Does someone know a disappearing act??
I've always been ready for marriage and a meaningful relationship, ever since I was a kid. The broken hearts Ive had, made me stumble on the way. I just want to be blissfully happy, with a man who will love and crave me like no other before. I want to be someone to a man where he can say, "where have you been all my life". My body would tingle and giggle if I ever heard that again. I know I'm a great wife and girlfriend. My experiences have mold me into the woman I am today. Even this heart break....this heart break is nooo joke!! He is and forever will be my everything. I would run where ever he wants me to run. He has my heart captivated, forever. I don't think i could ever reject him if he asked me to come back to him. Even though his temper sucks sometimes, but mine does too....he is one of the greatest men I have ever dated and married (2nd marriage), child on the way (5 months preggo). As a stay at home mom for the second time, I am scared shit less to just move on and get my career started. He leaves to Korea 2 months after our baby is born and he's gonna be gone for a year. I'm hoping he'll get a clue out there.

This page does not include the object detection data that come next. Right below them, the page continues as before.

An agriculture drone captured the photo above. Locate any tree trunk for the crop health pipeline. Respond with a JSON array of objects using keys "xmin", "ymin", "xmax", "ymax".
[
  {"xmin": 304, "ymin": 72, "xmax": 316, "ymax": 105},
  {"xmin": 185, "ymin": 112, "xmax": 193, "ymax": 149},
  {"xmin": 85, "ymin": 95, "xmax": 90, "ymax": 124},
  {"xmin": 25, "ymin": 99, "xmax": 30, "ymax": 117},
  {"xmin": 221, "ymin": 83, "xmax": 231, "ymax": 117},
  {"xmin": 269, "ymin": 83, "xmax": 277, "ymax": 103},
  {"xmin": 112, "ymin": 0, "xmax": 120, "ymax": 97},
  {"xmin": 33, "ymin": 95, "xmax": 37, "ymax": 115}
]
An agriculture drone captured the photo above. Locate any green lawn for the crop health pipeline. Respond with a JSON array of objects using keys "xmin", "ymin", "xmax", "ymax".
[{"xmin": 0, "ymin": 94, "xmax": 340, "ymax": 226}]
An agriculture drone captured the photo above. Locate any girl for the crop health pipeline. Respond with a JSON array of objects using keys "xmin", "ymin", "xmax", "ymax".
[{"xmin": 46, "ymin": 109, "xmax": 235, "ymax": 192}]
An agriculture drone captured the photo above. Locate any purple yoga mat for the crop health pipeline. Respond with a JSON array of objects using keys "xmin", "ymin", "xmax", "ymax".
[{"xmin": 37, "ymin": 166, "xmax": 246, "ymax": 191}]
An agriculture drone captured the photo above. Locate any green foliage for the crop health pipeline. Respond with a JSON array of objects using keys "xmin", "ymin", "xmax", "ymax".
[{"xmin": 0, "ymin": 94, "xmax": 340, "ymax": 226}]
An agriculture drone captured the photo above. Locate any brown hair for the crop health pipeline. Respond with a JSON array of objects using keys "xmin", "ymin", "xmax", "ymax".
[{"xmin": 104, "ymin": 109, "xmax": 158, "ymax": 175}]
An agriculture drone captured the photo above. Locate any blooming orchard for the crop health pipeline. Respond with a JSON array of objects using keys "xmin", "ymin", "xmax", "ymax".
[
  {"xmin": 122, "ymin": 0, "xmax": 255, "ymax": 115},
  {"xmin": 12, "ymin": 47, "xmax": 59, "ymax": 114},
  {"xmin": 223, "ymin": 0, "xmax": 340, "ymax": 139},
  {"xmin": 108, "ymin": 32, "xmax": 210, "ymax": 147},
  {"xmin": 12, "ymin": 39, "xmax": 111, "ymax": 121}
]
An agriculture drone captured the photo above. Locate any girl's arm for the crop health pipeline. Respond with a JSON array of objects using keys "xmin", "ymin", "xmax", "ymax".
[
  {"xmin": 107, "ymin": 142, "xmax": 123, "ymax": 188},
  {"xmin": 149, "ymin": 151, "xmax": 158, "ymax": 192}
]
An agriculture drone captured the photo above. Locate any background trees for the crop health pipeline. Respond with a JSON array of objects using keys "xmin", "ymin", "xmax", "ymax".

I am hands down the best woman he has ever had in his life....he said so himself. His job is so stressful, he has no time for himself. I completely understand that but when u have a family, its called sacrifice. I have no time to myself with a 2 year old, as a stay at home mom. I barely have time to take a long shower and relax after wards. I want to disappear!! Go to a place where the beer flows like wine and swim in a never-ending ocean without tiring. I am so stressed with this news and its too much for my heart to bare.
Does someone know a disappearing act??